Privacy by design is operationalised by distinguishing between three tiers of data sensitivity. Tier 1 data consists of raw, identifiable records and remains under the strict control of the MNO. Tier 2 data is pseudonymised and used for processing under controlled conditions. Tier 3 data is fully aggregated and suitable for dissemination (Montjoye et al. 2018).

Understanding these tiers helps organisations design appropriate technical and organisational safeguards at each stage of the pipeline. Access controls, encryption, auditing, and strict role-based permissions are essential for Tier 1 and Tier 2 data, where risks of re-identification or commercial sensitivity are highest. Even at Tier 3, where data are aggregated and prepared for release, disclosure control remains necessary to ensure that small cell sizes, rare combinations of attributes, or extreme values do not inadvertently reveal information about individuals or commercially sensitive patterns. Privacy by design therefore operates as a continuous principle across the entire pipeline, rather than a single compliance step (Montjoye et al. 2018).

4.9 Pipeline Deployment Models

Finally, organisations must decide where processing occurs. In some models, MNOs perform all processing and provide only aggregated outputs to government users. In others, governments or trusted service providers process pseudonymised data within secure environments, sometimes hosted by the operator. Each model involves trade-offs between control, cost, capacity, and risk.

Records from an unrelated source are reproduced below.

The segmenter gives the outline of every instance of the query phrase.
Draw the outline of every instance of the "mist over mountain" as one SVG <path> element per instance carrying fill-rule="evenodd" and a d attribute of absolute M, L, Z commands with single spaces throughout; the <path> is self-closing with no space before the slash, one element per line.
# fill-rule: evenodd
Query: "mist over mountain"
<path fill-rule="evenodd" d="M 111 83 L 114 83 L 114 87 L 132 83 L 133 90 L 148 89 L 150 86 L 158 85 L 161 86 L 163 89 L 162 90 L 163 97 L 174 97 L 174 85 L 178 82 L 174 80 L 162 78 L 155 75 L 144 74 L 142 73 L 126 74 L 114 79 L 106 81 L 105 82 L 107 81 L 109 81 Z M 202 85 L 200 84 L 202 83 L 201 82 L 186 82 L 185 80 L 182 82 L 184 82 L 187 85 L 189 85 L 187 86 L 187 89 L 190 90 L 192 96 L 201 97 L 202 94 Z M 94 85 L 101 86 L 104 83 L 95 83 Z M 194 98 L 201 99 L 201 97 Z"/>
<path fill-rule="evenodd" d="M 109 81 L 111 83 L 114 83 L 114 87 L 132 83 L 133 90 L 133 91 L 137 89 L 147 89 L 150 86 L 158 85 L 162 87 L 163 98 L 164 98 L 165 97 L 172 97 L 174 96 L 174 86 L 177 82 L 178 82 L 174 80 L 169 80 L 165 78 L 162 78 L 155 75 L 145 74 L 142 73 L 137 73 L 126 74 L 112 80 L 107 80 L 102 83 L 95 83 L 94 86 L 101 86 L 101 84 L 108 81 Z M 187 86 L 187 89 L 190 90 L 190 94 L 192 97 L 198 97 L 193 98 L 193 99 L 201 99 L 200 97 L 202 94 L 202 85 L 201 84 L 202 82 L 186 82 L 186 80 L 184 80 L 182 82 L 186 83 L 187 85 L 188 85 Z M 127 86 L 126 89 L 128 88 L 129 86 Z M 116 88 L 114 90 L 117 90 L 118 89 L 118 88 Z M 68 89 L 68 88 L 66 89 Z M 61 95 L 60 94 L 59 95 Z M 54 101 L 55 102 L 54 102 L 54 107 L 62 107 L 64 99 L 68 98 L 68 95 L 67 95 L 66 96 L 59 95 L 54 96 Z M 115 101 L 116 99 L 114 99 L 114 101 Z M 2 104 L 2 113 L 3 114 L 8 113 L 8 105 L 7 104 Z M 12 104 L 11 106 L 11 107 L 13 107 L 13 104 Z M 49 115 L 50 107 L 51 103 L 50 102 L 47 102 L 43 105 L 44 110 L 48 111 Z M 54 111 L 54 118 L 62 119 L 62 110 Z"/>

Regardless of the chosen arrangement, clarity of roles, responsibilities, and safeguards is critical. Successful MPD initiatives are characterised not only by technical sophistication, but by careful institutional design and sustained collaboration between data providers and users.

4.10 Conclusion

Effective planning for MPD initiatives requires a holistic understanding of data processing and pipelines. By viewing the pipeline as an integrated system, rather than a series of isolated steps, practitioners can make informed decisions that balance analytical ambition with feasibility, privacy, and quality. The principles outlined in this manual provide a foundation for designing robust, transparent, and policy-relevant MPD pipelines.